Beldar hizo que la Estatua se irguiese lenta y cuidadosamente, y entonces lo asaltó la idea de mirarse a sí mismo en la ventana para ver qué aspecto tenían los díscolos hijos de Cuerno Bramante.

Fue un error, porque hubo una especie de fogonazo seguido de un rugido en la cabeza de Beldar…, y se sintió lanzado sobre el arcón tapizado, espada en mano, de vuelta a la destartalada habitación llena de cojines y espejos. Otra vez en la sala de fiestas donde acechaban Mrelder y Golskyn de la Amalgama.

Beldar encontró su pequeña ampolla carmesí y la abrió. Por el momento estaba libre, pero ¿quién sabía cuándo podría volverla voz? De una cosa estaba seguro: no debían recuperar el control de las Estatuas.

Con una mano mantuvo los párpados abiertos y con la otra vertió el contenido de la ampolla en su ojo de contemplador.

Sintió una explosión de fuego blanco dentro de la cabeza.

El dolor superaba a todo lo que había conocido hasta entonces… La poción se derramó por su cara en lágrimas corrosivas, abriendo surcos burbujeantes.

La oscuridad lo envolvió, la luz blanca empezó a menguar. Sin saber cómo, Beldar hizo a un lado el dolor y dio un paso adelante.

La habitación se inclinó y empezó a dar vueltas. Dio otro paso con mucho cuidado.
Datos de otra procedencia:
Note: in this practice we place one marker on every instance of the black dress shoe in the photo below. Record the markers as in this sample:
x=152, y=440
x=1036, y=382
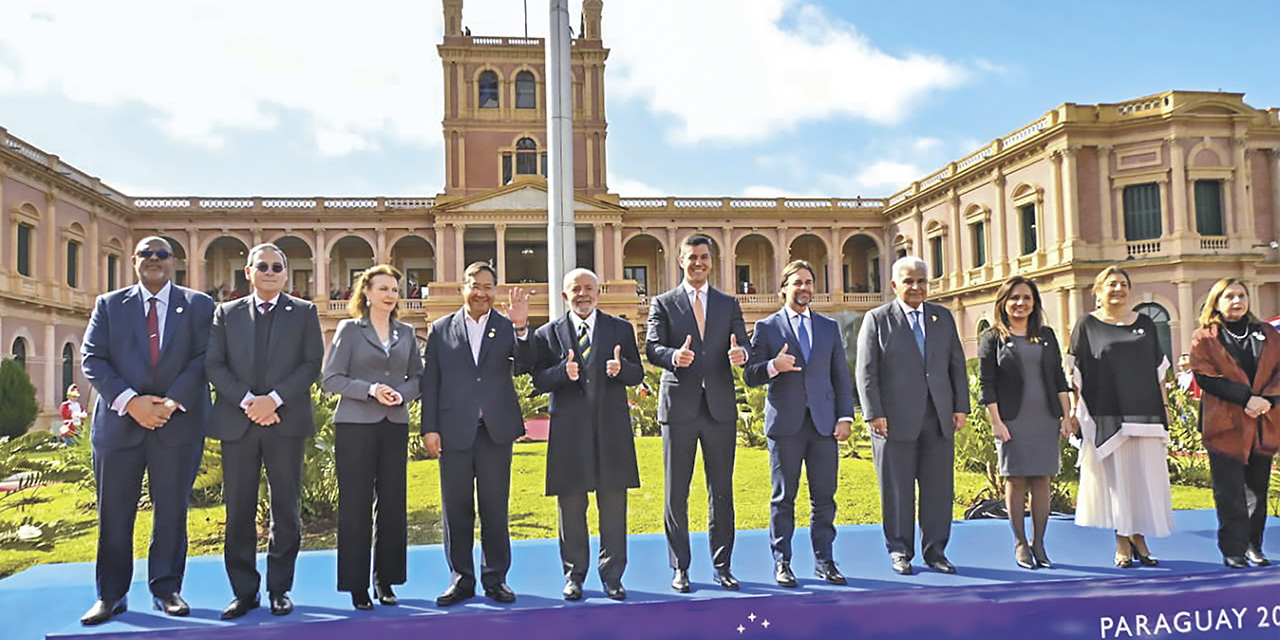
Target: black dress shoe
x=101, y=611
x=238, y=608
x=903, y=565
x=1256, y=556
x=680, y=580
x=941, y=565
x=784, y=575
x=385, y=595
x=455, y=594
x=172, y=604
x=280, y=604
x=725, y=577
x=501, y=593
x=827, y=571
x=360, y=600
Sintió que pisaba cristales rotos y a tientas avanzó hacia la puerta.

Del ojo que le quedaba empezaron a brotar lágrimas, pero… podía ver.

No encontró hechicero ni sacerdote alguno, sólo una galería desierta a punto de derrumbarse.

Una voz profunda gritó pidiendo más piedras. Beldar se volvió hacia la ventana mirando a la Estatua con melancolía. Se había dado demasiada prisa en destruir el ojo del contemplador, y con él su conexión con las Estatuas Andantes. Otra carga de piedra, sólo una, podría haber cambiado muchísimo las cosas.

Sin embargo, contempló atónito cómo la gran mole se agachaba, cogía un puñado de piedras y se lo ofrecía a los enanos que estaban expectantes.

¡La Estatua seguía obedeciendo a sus órdenes mentales!

Demasiado entumecido y dolorido para analizar este misterio, Beldar cogió su espada y se internó, con paso vacilante, en lo que quedaba de las Sedas Rojas.

Si sobrevivía a esto tendría que preguntarle a Taeros por qué las baladas nunca hablaban de lo cansados que acababan los héroes ni de por qué sus batallas finales parecían no acabar nunca.